The academics say the Census Bureau's involvement included identifying concentrations of people of Japanese ancestry in geographic units as small as city blocks, lending a senior Census Bureau official to work with the War Department on the relocation program and a willingness to disclose names and address of Japanese Americans.
While it is common today for the Census Bureau to publish reports that detail the number of people of a given race living in an area as small as a city block, such information was generally not available in the 1940s. But the authors of the paper contend that the Census Bureau provided such detailed information as well as age, sex, citizenship and country of birth to the War Department, now the Defense Department, on only one group -- Japanese Americans.
In 1941 and '42, the paper says, Census Bureau officials believed that such information was valuable to the War Department's effort in rounding up Americans of Japanese ancestry.

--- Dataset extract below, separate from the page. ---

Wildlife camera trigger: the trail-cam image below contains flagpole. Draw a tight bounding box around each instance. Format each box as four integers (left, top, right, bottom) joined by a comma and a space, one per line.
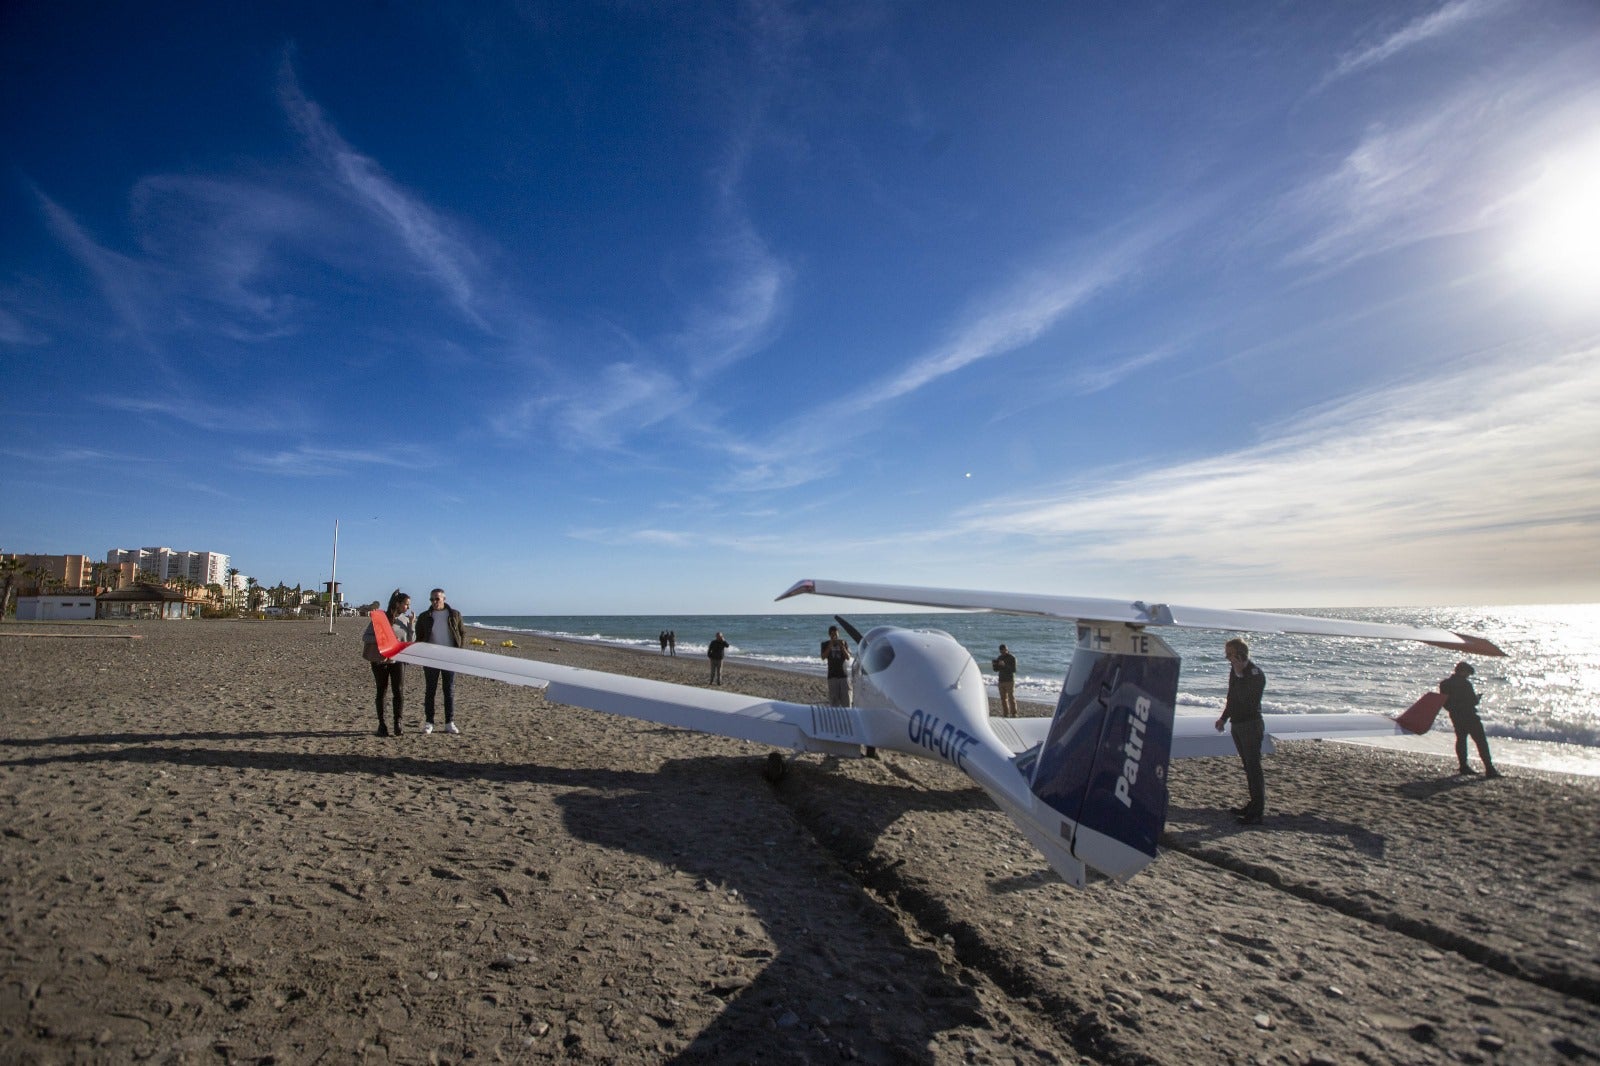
327, 518, 339, 635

The paper, "After Pearl Harbor: The Proper Role of Population Data Systems in Time of War," was written by William Seltzer, a statistician and demographer at Fordham University, and Margo Anderson, a history professor at the University of Wisconsin in Milwaukee whose area of expertise is the census.
Seltzer and Anderson plan to present the paper at the annual meeting of the Population Association of America next week in Los Angeles.
The practices described in the paper did not appear to have violated laws governing the census, which prohibit the bureau from disclosing information on individuals. But the authors indicated that Census Bureau officials appeared to be willing to provide such data. What is not clear is whether they were asked to do so.
"We're by law required to keep confidential information by individuals," the paper quotes the director of the Census Bureau, J.C. Capt, as saying at a meeting of the Census Advisory Committee in January 1942. But if the defense authorities found 200 Japanese Americans missing and they wanted the names of the Japanese Americans in that area, Capt said, "I would give them further means of checking individuals."
The Census Bureau often boasted that its conduct in the relocation of Japanese Americans had been its finest hour because it resisted pressure to provide explicit data to the War and Justice Departments.
But Census Bureau officials do not dispute the findings of the paper. They say, however, that the strengthening of the laws protecting the confidentiality of data on individuals and the environment today would make a repeat of those abuses unlikely.
Japanese Americans have long suspected that the Census Bureau played a prominent role in the roundup and relocation of 120,000 residents of Japanese ancestry to detention camps in the interior.
"We've always suspected this," said Norman Mineta, a former California congressman who was relocated with his family from San Jose to a detention camp in Wyoming. "After all, they are the keeper of this kind of information."
On Dec. 9, 1941, two days after the attack on Pearl Harbor, the Census Bureau produced a report titled, "Japanese Population of the United States, Its Territories and Possessions." The next day it issued a report on the Japanese population by citizenship and place of birth in selected cities. The next day it published another report, this one on the Japanese population by counties in states on the West Coast. All reports were based on data from the 1940 census.
Capt justified the speed with which the bureau produced these reports by saying at meeting of the Census Advisory Committee in January 1942: "We didn't want to wait for the declaration of war. On Monday morning we put our people to work on the Japanese thing."
The United States declared war on Japan that Monday afternoon.